The window between discovering a software vulnerability and an adversary exploiting it has officially collapsed — what used to take months now happens in mere minutes thanks to AI. In an era where attackers are moving at unprecedented speeds, defending the world's digital infrastructure requires a massive upgrade.

Enter Project Glasswing, a newly announced initiative by Anthropic designed to secure the world's most critical software for the AI era.

What is Project Glasswing? At its core, Project Glasswing arms the defenders of our digital infrastructure with early access to Anthropic's newest and most advanced frontier model, Claude Mythos Preview. Built as a general-purpose model, Mythos Preview is Anthropic's most capable AI yet for coding and agentic tasks. Because it can deeply understand and modify complex software, it is uniquely equipped to identify and fix security vulnerabilities at a scale and pace that was previously impossible. In fact, the model has already successfully identified thousands of zero-day vulnerabilities across critical infrastructure.

To make this happen, Anthropic hasn't just released a model; they've assembled an absolute powerhouse of a tech alliance. The initiative's launch partners include heavyweights like Amazon Web Services (AWS), Apple, Broadcom, Cisco, CrowdStrike, Google, JPMorganChase, the Linux Foundation, Microsoft, NVIDIA, and Palo Alto Networks.

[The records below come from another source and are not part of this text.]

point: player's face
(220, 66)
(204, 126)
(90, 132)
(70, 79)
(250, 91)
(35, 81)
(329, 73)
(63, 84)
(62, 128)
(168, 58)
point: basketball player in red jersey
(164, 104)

Early Testing Shows Massive Potential The early returns from these tech giants are incredibly promising:

  • Microsoft tested Mythos Preview against their open-source security benchmark, CTI-REALM, and reported "substantial improvements" compared to previous AI models.
  • AWS is already testing the model within its own security operations, applying it to critical codebases to strengthen code and harden the model itself.
  • Palo Alto Networks reported that over just a few weeks of using Mythos Preview, the model identified complex vulnerabilities that prior-generation AI models missed entirely.

A Lifeline for Open Source Software Perhaps the most engaging part of Project Glasswing is its focus on the open-source community. Historically, elite cybersecurity has been a luxury reserved for massive corporations with deep pockets, leaving open-source maintainers — who build the foundational software the whole world relies on — to fend for themselves.